Tofacitinib exposure-response modeling of partial Mayo score in ulcerative colitis patients in phase 3 induction studies
Chenhui Deng (1); Rujia Xie (1); Camille Vong (2); Steven W Martin (2); Chinyu Su (3); Arnab Mukherjee (4)
(1) Pfizer (China) Research & Development Center, Shanghai, China; (2) Pfizer Inc, Cambridge, MA, United States; (3) Pfizer Inc, Collegeville, PA, United States; (4) Pfizer Inc, Groton, CT, United States.
Objectives: Tofacitinib is an oral, small molecule Janus kinase inhibitor that is being investigated for ulcerative colitis (UC). This analysis aimed to characterize the relationship between tofacitinib exposures and partial Mayo score (PMS) over time and identify covariates that may impact exposure-response of tofacitinib as induction therapy.
Methods: Two phase 3 induction studies were analyzed. Categorical PMS (range 0-9) from 1161 patients (pts) receiving either placebo (234pts), 10 (905pts) or 15 mg (22pts) tofacitinib twice daily were analyzed using FOCE with Interaction in NONMEM. A proportional odds model was used to describe the probability of each PMS. The following characteristics were tested as covariates on tofacitinib efficacy using a stepwise covariate modeling approach: race, age, sex, baseline albumin, baseline body mass index, concomitant medication (oral steroid, immunosuppressant or 5-ASA), Mayo score at baseline, prior tumor necrosis factor inhibitor (TNFi) failure and non-failure. Likelihood ratio test and simulation approach such as visual predictive checks (VPC) were applied for model selection and evaluation.
Results: A longitudinal proportional odds model was built to fit the data and steady-state average concentration was used as an exposure metric describing linear drug effect. The time courses of placebo and drug effect were characterized by exponential equations. The final model included baseline albumin on baseline logit value and TNFi failure on placebo effect. The half-life of onset of drug effect, after accounting for onset of placebo response, was estimated to be 1.24 weeks, indicating hysteresis between plasma tofacitinib concentration (half-life = 3h) and drug effect. VPC results indicated the final model described data adequately except for the 15mg group due to the small sample size. Simulations were conducted to illustrate the model-predicted drug efficacy and the influence of covariates. For a reference pt, >95% of maximum effect was achieved at Week 8 (end of the induction treatment period), and 68% of the Week 8 effect was achieved by Week 2. In pts who did not fail TNFi, PMS decrease from baseline was 3.35, compared to a decrease of 2.62 in pts with prior TNFi failure.

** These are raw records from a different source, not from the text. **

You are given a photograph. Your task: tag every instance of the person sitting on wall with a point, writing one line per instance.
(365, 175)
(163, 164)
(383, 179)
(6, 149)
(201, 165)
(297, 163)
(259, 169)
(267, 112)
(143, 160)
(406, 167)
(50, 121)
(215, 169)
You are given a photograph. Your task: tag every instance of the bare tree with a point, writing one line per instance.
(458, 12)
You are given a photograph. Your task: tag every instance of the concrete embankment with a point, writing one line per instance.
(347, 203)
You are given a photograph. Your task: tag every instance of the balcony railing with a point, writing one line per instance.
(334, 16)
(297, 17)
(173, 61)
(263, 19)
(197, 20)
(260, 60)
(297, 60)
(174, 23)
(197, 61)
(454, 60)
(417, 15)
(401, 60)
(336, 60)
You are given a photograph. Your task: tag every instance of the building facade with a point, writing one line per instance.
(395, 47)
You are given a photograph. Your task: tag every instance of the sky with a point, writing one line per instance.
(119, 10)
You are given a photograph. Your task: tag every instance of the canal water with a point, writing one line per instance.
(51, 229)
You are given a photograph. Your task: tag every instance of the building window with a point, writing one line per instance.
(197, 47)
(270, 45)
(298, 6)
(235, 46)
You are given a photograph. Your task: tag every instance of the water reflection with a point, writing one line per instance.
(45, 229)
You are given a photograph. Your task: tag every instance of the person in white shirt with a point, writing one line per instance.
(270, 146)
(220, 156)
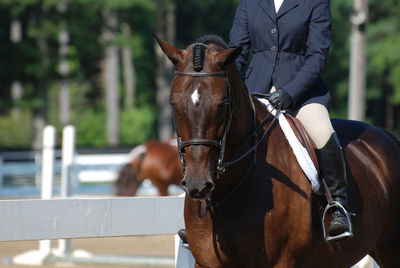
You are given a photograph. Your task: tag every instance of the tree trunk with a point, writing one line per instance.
(39, 113)
(111, 77)
(129, 69)
(165, 18)
(17, 90)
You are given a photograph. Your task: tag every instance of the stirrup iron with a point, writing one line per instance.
(343, 235)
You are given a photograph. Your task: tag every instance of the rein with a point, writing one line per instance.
(212, 205)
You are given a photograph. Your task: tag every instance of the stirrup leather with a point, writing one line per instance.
(183, 238)
(343, 235)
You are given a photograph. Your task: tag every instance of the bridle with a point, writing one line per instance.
(218, 144)
(213, 206)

Conclusion: The proposed longitudinal proportional odds model adequately describes exposure-response of PMS for the induction studies. Onset of efficacy was achieved within 2 weeks of start of induction therapy, with near-maximal effect by Week 8.
References:
[1] Kornbluth A, Sachar DB. Ulcerative colitis practice guidelines in adults: American College of Gastroenterology, Practice Parameters Committee. Am J Gastroenterol 2010; 105:501-23.
[2] Meyer DM, et al., Anti-inflammatory activity and neutrophil reductions mediated by the JAK1/JAK3 inhibitor, CP-690,550, in rat adjuvant-induced arthritis. J Inflamm (Lond). 2010. 11; 7:41.